Comics co. claims studio had accounting irregularities

Feuding partners Marvel Enterprises and Sony Pictures are at it again.

This time, Marvel is claiming that Sony employed “Hollywood accounting” to deprive it of merchandising royalties on “Men in Black” to the tune of $6 million.

In a suit filed Thursday in L.A. Superior Court, Marvel claims that although the first “MIB” grossed $493 million in worldwide revenues and “MIB II” grossed $275 million, Sony’s accounting says the films actually lost money.

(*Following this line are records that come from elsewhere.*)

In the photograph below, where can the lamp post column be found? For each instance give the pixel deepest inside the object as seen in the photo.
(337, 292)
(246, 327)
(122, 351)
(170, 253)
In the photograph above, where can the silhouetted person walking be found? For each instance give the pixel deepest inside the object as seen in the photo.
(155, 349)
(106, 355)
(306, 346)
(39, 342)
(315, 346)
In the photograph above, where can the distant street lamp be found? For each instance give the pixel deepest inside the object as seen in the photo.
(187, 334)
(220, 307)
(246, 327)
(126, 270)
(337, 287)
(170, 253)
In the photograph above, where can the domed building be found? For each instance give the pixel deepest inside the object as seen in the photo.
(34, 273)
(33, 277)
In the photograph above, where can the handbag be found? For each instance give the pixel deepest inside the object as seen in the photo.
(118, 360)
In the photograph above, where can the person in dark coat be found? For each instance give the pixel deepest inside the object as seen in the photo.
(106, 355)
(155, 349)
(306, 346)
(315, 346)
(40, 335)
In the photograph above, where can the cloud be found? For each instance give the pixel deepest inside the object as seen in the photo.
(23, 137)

Specifically, Marvel claims accounting irregularities such as unexplained and excessive charges for advertising and overhead.

As explained in the complaint, “The Men in Black” comic was originally published by Malibu Comics, which was acquired by Marvel in 1995. In 1992, Malibu made a film deal with Columbia Pictures under which it would receive 35% of all merchandising income and 50% of income from merchandising of interactive rights, less fees.

The suit, which alleges breach of contract, among other claims, seeks an accounting and estimates damages as not less than $6 million.

Marvel is represented by Carole Handler of O’Donnell & Shaeffer, who also filed Marvel’s suit against Sony involving Spider-Man.

A Sony spokeswoman said Thursday evening, “We haven’t seen the complaint. This is the first we’ve heard of it.”

In April Marvel filed a $50 million suit against Sony Pictures claiming that Sony hijacked Spidey by doing everything in its power to dissociate Marvel from the character in the minds of retailers. Sony filed a countersuit alleging that Marvel is using the litigation to force an unjustified renegotiation of its agreement with Sony. The case has since been sent to a reference before a private judge.

In June, Marvel sued Sony Electronics, claiming that the company has refused to license Spider-Man for use on its consumer electronics products and that it instructed its sister company Sony Pictures not to license Spider-Man to any of Sony Electronics’ competitors. The tortious interference suit seeks in excess of $10 million in damages.